The lawsuit does not appear to raise any issues that would relate to the Supreme Court’s June 30 ruling in the case West Virginia v. EPA. The ruling in that case, written by Chief Justice John Roberts, overturned some administrative powers of the EPA to regulate emissions from the nation’s electrical power plants.

Twin Pines Minerals, LLC filed its lawsuit June 22 in the U.S. District Court’s Southern District, in Waycross. Twin Pines names the corps and corps officials including the one who issued the ruling that halted the permitting process for the mine – Mike Conner, a civilian serving as assistant secretary of the Army in charge of civil works. Conner’s appointment was approved by the Senate by a 92-5 vote.

Conner issued a ruling that sent Twin Pines’ permit application for the mine back to its sponsors, with instructions to include the Muscogee Creek Nation in discussions over the permit application.

Conner’s ruling rests on a memorandum from President Biden’s administration titled “Tribal Consultation and Strengthening Nation-to-Nation Relationships,” which prescribes “robust consultation with Tribal officials in the development of Federal policies that have Tribal implications.”

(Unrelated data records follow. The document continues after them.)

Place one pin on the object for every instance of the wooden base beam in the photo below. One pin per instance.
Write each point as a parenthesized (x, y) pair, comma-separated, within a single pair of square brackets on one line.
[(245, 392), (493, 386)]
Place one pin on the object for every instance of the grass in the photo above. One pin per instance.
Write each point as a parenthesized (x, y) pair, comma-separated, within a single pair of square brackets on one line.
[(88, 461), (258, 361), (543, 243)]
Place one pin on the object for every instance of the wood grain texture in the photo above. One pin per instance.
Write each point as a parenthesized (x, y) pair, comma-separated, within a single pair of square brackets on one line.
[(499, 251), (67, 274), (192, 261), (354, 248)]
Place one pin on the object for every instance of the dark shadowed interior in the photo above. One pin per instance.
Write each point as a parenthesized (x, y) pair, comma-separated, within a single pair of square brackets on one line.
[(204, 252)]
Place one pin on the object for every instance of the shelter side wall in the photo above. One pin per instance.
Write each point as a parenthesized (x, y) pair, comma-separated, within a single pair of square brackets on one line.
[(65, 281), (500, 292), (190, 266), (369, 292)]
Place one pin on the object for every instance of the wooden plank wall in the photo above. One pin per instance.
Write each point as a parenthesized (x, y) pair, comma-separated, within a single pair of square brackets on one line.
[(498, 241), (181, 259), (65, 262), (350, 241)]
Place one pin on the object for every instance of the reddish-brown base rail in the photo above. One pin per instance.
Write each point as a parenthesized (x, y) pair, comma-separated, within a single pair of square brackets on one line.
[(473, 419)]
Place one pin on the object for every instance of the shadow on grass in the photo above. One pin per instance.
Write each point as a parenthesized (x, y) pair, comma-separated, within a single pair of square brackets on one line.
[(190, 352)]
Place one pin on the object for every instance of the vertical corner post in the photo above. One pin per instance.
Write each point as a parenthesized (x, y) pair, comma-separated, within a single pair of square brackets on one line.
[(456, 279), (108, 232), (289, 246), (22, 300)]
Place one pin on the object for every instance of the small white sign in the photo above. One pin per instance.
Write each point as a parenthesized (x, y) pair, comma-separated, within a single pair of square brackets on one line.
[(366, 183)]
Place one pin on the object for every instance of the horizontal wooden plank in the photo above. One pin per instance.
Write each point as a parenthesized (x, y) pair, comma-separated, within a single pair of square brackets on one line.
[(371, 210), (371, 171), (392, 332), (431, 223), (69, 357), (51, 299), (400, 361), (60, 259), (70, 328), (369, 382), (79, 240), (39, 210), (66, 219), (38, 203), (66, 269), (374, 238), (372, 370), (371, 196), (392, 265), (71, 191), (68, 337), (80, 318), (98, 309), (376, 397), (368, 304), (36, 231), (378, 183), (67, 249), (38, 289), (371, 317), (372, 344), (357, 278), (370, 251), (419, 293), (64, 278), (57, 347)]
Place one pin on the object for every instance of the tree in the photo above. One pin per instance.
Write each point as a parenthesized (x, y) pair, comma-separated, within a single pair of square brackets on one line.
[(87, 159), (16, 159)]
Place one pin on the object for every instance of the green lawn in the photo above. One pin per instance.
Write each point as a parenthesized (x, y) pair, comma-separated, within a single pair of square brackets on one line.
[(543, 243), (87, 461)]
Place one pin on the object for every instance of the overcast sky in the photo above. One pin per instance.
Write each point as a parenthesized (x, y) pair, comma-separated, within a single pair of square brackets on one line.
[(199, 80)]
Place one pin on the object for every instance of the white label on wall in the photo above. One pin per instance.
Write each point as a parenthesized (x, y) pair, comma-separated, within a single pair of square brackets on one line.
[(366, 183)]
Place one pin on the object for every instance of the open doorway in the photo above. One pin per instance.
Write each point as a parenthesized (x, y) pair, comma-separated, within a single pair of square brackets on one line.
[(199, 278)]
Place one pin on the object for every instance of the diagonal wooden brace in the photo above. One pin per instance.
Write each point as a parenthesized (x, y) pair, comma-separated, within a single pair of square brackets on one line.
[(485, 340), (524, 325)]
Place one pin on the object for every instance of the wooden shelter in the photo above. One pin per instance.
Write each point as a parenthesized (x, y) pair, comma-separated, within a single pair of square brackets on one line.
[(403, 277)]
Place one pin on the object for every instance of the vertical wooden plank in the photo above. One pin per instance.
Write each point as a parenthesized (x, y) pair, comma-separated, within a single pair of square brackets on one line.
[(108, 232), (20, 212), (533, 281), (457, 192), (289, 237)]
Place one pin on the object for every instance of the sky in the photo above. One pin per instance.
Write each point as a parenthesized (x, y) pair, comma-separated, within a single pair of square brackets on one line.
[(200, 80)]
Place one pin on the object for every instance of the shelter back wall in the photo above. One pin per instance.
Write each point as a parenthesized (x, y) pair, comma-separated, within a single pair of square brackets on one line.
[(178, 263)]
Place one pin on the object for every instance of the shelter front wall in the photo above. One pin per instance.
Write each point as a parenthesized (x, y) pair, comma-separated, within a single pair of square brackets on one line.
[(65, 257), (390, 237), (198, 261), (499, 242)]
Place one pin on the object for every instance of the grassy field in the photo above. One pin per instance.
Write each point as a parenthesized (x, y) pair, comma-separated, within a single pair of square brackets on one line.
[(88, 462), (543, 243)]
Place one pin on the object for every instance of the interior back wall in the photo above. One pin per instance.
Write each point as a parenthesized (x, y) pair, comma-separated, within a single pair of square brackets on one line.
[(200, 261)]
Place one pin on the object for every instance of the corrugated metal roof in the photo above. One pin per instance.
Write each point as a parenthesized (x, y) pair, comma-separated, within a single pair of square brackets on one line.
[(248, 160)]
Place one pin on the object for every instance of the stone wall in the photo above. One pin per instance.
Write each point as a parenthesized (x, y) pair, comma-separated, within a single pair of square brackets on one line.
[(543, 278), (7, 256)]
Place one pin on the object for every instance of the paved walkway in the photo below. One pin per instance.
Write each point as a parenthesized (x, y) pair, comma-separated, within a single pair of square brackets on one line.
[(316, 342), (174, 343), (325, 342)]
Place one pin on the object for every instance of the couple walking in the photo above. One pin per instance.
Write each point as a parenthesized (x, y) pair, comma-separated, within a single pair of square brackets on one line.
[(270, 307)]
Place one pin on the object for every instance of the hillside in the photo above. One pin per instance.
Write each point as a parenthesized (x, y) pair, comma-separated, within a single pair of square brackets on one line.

Twin Pines’ lawsuit makes its position plain in the introduction of its case. The lawsuit contends Conner, identified as ASA in the paragraph below, has not authority to order the Muscogee Creek nation be brought into consultations about the permit or that the corps was withdrawing its Approved Jurisdictional Determinations that it had no authority over the permits because of the Trump-era rulings on the Clean Water Act. The lawsuit states:

  • “The Twin Pines AJDs were issued in compliance with all laws, regulations, and policies – including the tribal consultation policy – in effect when they were issued. Despite this, the ASA informed Twin Pines that it “cannot rely on those AJDs” and that Twin Pines would be required to apply for a new AJD to allow the Corps to process the AJD in accordance with a new tribal consultation policy. Moreover, the ASA stated that any new AJD would be governed by the jurisdictional definitions currently in effect, which are substantially more expansive than the definition in effect when the Twin Pines AJDs were issued.
  • “The ASA’s decision is both unlawful and unwarranted. The views of tribes are not relevant to the jurisdictional status of specific aquatic resources. But even if they were, it was arbitrary and capricious for the ASA to invalidate the Twin Pines AJDs before determining whether the tribes possess new information sufficient to justify reopening AJDs that have already been issued. On information and belief, the ASA made no attempt to ascertain whether the tribes possess any relevant information – let alone new information warranting rescission and reconsideration – before invalidating the Twin Pines AJDs.”